2009-11-05

Strings, C and C++

A function to read a single line of text from a text file is a tricky thing to write in C++, at least when one is limited to fgetc() and fgets() from the standard C library.

Memory allocation is the main problem. A readline() function must obviously store its output somewhere. There are three possible approaches. In the first, and most usually recommended, the function should receive a block of pre-allocated memory. In the second, the function creates and returns a new block of memory. An in-between method could receive pre-allocated memory but enlarge it as needed.

The fgets() function is the most primitive example of a readline() function in the standard C library. It relies on the caller to supply it with pre-allocated memory in which to store its output, and it looks like this:

char* fgets(char* buffer, int count, FILE* stream)

The function reads from stream until it hits either a newline, end of file, or has read the number of characters indicated by count (this should be at most the size of buffer). It stores the output in buffer, and also returns a pointer to buffer when the function ends.

fgets() has a major problem, of course. How many characters are there in the line being read? Answer: No idea. fgets() is a low-level function that may read a whole line or just part of a line, and it is the programmer’s responsibility to identify when a partial line has been returned and repeat the process until all characters are retrieved.

A function that solves this problem is getline() from the GNU C library (not the same as the getline() method available to C++ istreams). It looks like this:

ssize_t getline(char** lineptr, size_t* count, FILE* stream)

The function is guaranteed to read an entire line of text. lineptr performs the same function as buffer in fgets() - the text retrieved by the function is stored here. count contains the size of the lineptr buffer. stream is a pointer to the file being read. In this function, memory can be allocated before the function is called, but it does not need to be (in that case - deep breath - the pointer to which lineptr points must point to NULL and count must be 0). The function uses realloc() to increase the size of the lineptr buffer as necessary. The eventual size of the buffer is stored in count and returned as the output of the function.

It can be thought of as an example of the “in-between” approach described earlier. It relies on externally-created memory but can enlarge the memory area to accommodate the full string. Choosing a generous initial buffer size will reduce the number of realloc() operations performed. Assuming realloc() is usually successful in increasing a block of allocated memory, rather than needing to allocate a new region and copy the old data into it, getline() should be comparable in speed to fgets(). The minor speed penalty is worth the ease of use the function affords.

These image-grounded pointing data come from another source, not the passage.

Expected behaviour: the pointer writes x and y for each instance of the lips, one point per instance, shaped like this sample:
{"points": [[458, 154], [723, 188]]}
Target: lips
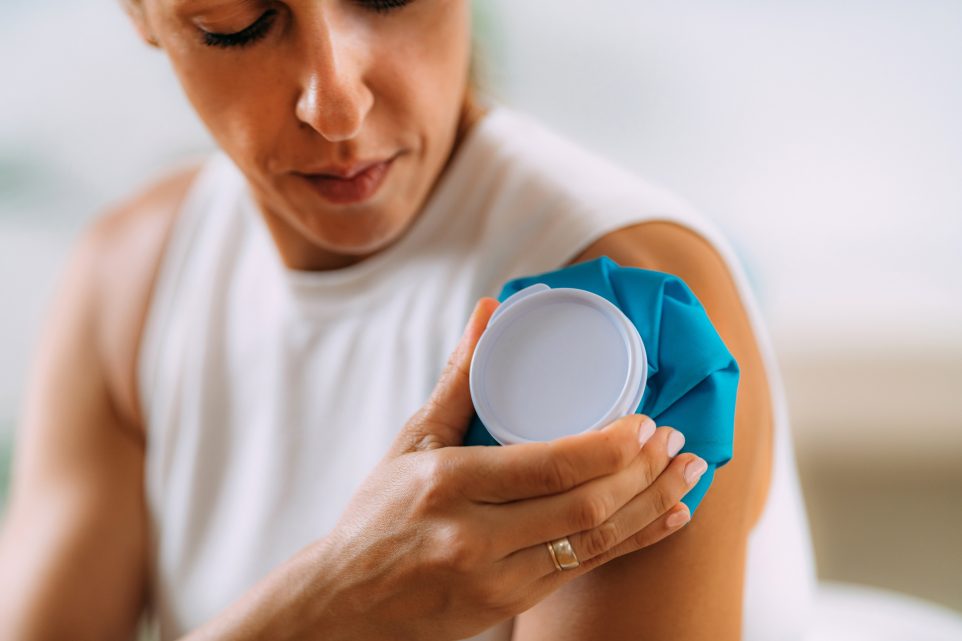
{"points": [[359, 183]]}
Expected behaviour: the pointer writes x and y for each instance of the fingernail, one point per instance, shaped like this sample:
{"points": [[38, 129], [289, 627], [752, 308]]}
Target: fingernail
{"points": [[676, 440], [695, 469], [680, 517], [646, 430]]}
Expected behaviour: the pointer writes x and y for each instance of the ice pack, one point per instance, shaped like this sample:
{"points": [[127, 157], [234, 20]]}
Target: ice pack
{"points": [[573, 349]]}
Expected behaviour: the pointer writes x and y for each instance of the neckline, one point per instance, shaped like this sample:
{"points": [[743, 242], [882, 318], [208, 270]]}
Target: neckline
{"points": [[354, 284]]}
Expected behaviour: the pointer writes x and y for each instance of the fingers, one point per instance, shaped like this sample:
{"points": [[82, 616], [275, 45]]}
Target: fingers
{"points": [[526, 470], [641, 521], [444, 418], [587, 506]]}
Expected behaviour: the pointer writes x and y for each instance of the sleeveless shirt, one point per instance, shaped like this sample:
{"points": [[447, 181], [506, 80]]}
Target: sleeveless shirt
{"points": [[270, 393]]}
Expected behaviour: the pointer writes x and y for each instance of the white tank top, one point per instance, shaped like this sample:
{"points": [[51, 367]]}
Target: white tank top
{"points": [[269, 394]]}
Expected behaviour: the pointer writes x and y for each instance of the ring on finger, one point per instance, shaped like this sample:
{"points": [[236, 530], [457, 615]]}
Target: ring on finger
{"points": [[562, 554]]}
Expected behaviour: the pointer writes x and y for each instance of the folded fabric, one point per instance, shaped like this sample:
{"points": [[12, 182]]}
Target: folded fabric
{"points": [[692, 377]]}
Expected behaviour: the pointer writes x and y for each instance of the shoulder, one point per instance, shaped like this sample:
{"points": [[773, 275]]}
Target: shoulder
{"points": [[119, 254], [678, 249]]}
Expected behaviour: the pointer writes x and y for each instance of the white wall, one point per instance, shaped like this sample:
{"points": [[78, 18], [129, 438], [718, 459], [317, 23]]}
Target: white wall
{"points": [[824, 137]]}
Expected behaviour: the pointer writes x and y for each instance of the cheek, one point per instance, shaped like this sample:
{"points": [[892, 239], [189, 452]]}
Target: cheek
{"points": [[242, 105]]}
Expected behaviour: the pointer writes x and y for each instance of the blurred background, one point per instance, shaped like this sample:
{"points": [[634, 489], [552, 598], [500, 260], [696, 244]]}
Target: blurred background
{"points": [[824, 138]]}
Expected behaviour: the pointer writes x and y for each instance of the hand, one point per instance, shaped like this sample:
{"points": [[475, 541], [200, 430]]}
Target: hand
{"points": [[442, 541]]}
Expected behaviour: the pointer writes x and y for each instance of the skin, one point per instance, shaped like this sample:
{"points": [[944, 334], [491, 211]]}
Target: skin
{"points": [[73, 548]]}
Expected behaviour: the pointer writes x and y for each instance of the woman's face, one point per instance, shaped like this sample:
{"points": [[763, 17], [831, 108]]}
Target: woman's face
{"points": [[302, 87]]}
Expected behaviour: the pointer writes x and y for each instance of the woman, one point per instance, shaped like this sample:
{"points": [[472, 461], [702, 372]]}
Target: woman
{"points": [[245, 410]]}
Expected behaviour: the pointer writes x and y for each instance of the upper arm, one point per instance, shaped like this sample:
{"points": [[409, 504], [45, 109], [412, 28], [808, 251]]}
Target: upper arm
{"points": [[688, 586], [73, 543]]}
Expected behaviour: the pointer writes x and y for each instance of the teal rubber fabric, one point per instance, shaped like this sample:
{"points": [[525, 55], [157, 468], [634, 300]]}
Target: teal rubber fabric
{"points": [[692, 377]]}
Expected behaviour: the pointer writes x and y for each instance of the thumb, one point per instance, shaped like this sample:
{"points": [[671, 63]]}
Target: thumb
{"points": [[444, 418]]}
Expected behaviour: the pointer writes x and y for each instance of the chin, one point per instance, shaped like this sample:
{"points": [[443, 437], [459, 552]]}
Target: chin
{"points": [[356, 234]]}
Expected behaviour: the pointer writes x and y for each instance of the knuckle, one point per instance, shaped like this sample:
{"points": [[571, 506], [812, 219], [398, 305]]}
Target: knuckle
{"points": [[556, 473], [458, 550], [435, 488], [490, 597], [601, 539], [590, 511], [648, 471], [662, 499], [615, 453]]}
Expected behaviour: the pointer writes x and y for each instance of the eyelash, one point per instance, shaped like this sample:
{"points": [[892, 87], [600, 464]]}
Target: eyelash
{"points": [[259, 28]]}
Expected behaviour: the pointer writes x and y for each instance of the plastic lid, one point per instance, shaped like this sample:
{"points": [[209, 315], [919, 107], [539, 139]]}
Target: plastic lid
{"points": [[554, 362]]}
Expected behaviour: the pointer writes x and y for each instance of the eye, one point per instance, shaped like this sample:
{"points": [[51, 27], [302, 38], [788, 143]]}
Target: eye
{"points": [[383, 6], [248, 35]]}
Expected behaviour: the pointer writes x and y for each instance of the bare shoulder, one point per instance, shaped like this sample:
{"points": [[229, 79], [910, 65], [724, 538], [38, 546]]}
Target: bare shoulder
{"points": [[700, 570], [128, 242], [674, 248]]}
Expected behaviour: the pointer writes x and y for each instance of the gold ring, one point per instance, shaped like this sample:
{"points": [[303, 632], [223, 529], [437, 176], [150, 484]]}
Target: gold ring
{"points": [[562, 554]]}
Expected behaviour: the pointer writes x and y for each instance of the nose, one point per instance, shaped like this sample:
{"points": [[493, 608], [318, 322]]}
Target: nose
{"points": [[334, 99]]}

However, this function has its own set of problems, at least within the scope of Woopsi. It is not available for starters - devkitARM does not include the GNU C library. Even if I were to borrow the code, it really highlights one of the problems with C++.

getline() expects to be passed a pointer to either memory allocated via malloc() or NULL via the lineptr parameter. C++, however, essentially deprecates the malloc/free method of allocating heap memory. A C++ programmer should instinctively use the new/delete memory allocation system. This will potentially cause all manner of chaos when getline() calls realloc() on memory that was allocated using the “new” keyword. Since memory allocated with “new” cannot be reallocated, a C++ re-implementation of getline() will always copy memory every time the buffer is resized. getline() is a good example of why C++’s palimpsest-like layering over C was perhaps not such a good idea.

Rather than allowing memory to be allocated outside of the function and populated within the function, a different approach is to handle all memory allocation internally:

char* getline(FILE* file)

This version of getline() would be more familiar to programmers using higher-level languages such as C# and Java. It doesn’t perform magic with pointers-to-pointers. It will allocate memory within itself, grow it as necessary, and simply return a pointer to the string once it has been retrieved.

Outside of memory-managed languages, though, this function has problems. How has the memory been allocated - new or malloc()? We can document this in the function’s comments, and we can also follow the C++ standard of using “new” to make this more intuitive, but the question still needs to be asked before the function can be used. More importantly, who is responsible for deleting the memory when it is no longer being used? If this is a standalone function it is fairly obvious that it is the caller’s responsibility to delete the string once it has been used, but what if the function is actually a public method of a class? Does the class use the memory internally, or has it allocated the memory solely for the caller’s exclusive use?

My reason for pondering this is directly related to the last post. I’m writing a simple textfile class that abstracts away the filesystem and can do useful things such as reading individual lines of text. The problem I’m coming up against is how to make the API for the class familiar to C and C++ programmers, embody the ease-of-use of a Java or C# class, whilst simultaneously trying to make it efficient for the DS hardware.

Following the fgets() pattern makes sense since fgets() is one of the functions offered by libfat. The standard getline() method is considerably more user-friendly, however, as it eliminates the tedium of ensuring that fgets() does really return a complete line. The alternative version of getline() is easier to use than both of the others, but ownership of the resultant memory is not at all clear solely from the code itself.

It is worth mentioning that all of the usual C++ ways of handling this are off-limits due to Woopsi’s strict adherence to binary-size-reducing “no STL” policy.